AGE: 99

RESIDENCE Maple Shade

FAMILY: Wife Dorothy Singer (z”l); children Irv Singer and Hope Baumholtz; 3 grandchildren and 4 great-grandchildren

SYNAGOGUE: Cong. M’kor Shalom

FAVORITE JCC ACTIVITY: Meeting people

At age 99, Joe Singer is a fixture at the Katz Jewish Community Center in Cherry Hill. His JCC days start with adult education classes—he particularly relishes contributing to lively discussions about the topsy-turvy state of politics in the popular “News and Views.” Next up is his usual 30-minute workout at the fitness center. Having worked up an appetite, he heads to the senior lunch, often the highlight of the day.

For him, it’s not the significantly reduced price that is the draw. It’s all about the opportunity to catch up with old friends or to meet new ones from all walks of life. He gets very emotional just observing all the activity around him and is often overcome thinking about how the Jewish institutions he has supported throughout his life have evolved over the past century.

“I have a name for it,” said Singer, who turns 100 on Dec. 3. “It should be called the United Nations Jewish community.”

As he sees it, the modern JCC is the epicenter of life today—not just for Jews but also for other people of different races and ethnicities who feel equally at home. Simply put, it is a showcase of Jewish values at work.

“I am so proud of our community,” he said. “I’ve watched it grow from Camden on. To see where we are today—and for me to live through all of this—in my mind it’s so wonderful.”

Although Singer’s Russian-born parents did not move from Philadelphia to Camden until he was five years old, he considers the city on the Jersey side of the Delaware as his hometown. The year was 1923 and the building his parents bought on Sycamore Street in South Camden was not yet equipped with electricity or modern toilets. The Singers lived above the general store they opened.

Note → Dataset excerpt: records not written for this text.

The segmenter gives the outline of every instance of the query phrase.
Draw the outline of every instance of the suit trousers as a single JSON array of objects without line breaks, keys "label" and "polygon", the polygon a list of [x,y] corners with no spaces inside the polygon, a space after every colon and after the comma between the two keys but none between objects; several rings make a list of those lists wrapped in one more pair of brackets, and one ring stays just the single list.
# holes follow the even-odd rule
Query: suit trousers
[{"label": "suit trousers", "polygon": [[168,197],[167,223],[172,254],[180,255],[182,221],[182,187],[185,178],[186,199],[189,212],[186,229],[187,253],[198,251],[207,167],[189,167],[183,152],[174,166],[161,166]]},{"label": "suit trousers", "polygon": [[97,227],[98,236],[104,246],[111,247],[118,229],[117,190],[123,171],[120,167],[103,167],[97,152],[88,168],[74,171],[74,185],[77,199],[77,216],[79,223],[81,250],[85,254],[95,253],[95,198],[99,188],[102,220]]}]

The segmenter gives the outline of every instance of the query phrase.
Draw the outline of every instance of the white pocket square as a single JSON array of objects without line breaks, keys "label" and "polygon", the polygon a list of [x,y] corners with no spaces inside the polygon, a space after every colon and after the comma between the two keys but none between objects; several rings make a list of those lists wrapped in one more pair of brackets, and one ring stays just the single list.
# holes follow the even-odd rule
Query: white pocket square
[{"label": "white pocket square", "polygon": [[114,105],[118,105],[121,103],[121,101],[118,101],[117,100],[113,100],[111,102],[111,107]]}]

Although the store was just one block away from Cong. Sons of Israel, it was situated in an all-black neighborhood that embraced the Jewish immigrant family. In fact, his friends growing up were a mix of black children from the neighborhood, Polish children from his public school, and Jews from Hebrew school and social activities at Talmud Torah, a predecessor of today’s Jewish Community Center.

Through Talmud Torah connections, he met his future wife, the former Dorothy Polasky, when the two were both too young to care for dating. Singer was 13, Dorothy 11 when he used to show up at her house for his Bar Mitzvah lessons from a teacher who lived with Dorothy’s family. A decade later, they married.

Of the four Singer siblings, he was the one who took over the store from his parents. And for 50 years, it was a fixture in the neighborhood. However, as social unrest engulfed Camden along with other major cities, it became harder to stay in business. He was held up at gunpoint three times. When rioting in the early 1970s practically destroyed the store, Singer reluctantly decided to close shop.

Starting over at 55 was not an easy prospect, but that’s what Singer did, opening Joe Singer’s Prime Meats in Cherry Hill. The business thrived until Singer closed shop to retire 10 years later.

Active in Jewish communal organizations and fundraising for Israel throughout his life, Singer was particularly attached to the Camden City 41 branch of Brith Sholom, a national Jewish men’s organization. As one of the founding members, he recalls joyful retreats in the Catskills and selling bricks for $5 to raise money to build the JCC’s Route 70 campus, the predecessor to the current one.

He and Dorothy were also active with the Jewish Geriatric Home after his retirement. Singer took to volunteering with the Safe Haven program for Alzheimer’s patients. His usual activity would be to sit in the middle of a circle to entertain with Yiddish expressions and by singing old-time songs they all knew from their youth. Through daily interactions, he often broke through and got to know many of them.

“If one remembered my name from the previous day, which was rare, that made my day,” he said.

Some of his fondest memories are his trips with Dorothy. The two traveled the world, including Venezuela, Paris, Italy, Mexico, China, Hong Kong and Japan. Their first visit to Israel was for their 25th anniversary in 1965. They went again for their 50th. The couple was together 73 years before Dorothy passed in 2012.

As the century mark approaches, more than a few people have asked him the secret to his longevity and good health. Besides his activities at the Center, Singer golfs once or twice a week. Still driving, he jokes that he has outlasted the engine of his 2002 Buick.

“I always tell people to volunteer and to help their fellow man,” he said. “You will feel so good about it. It keeps you young.”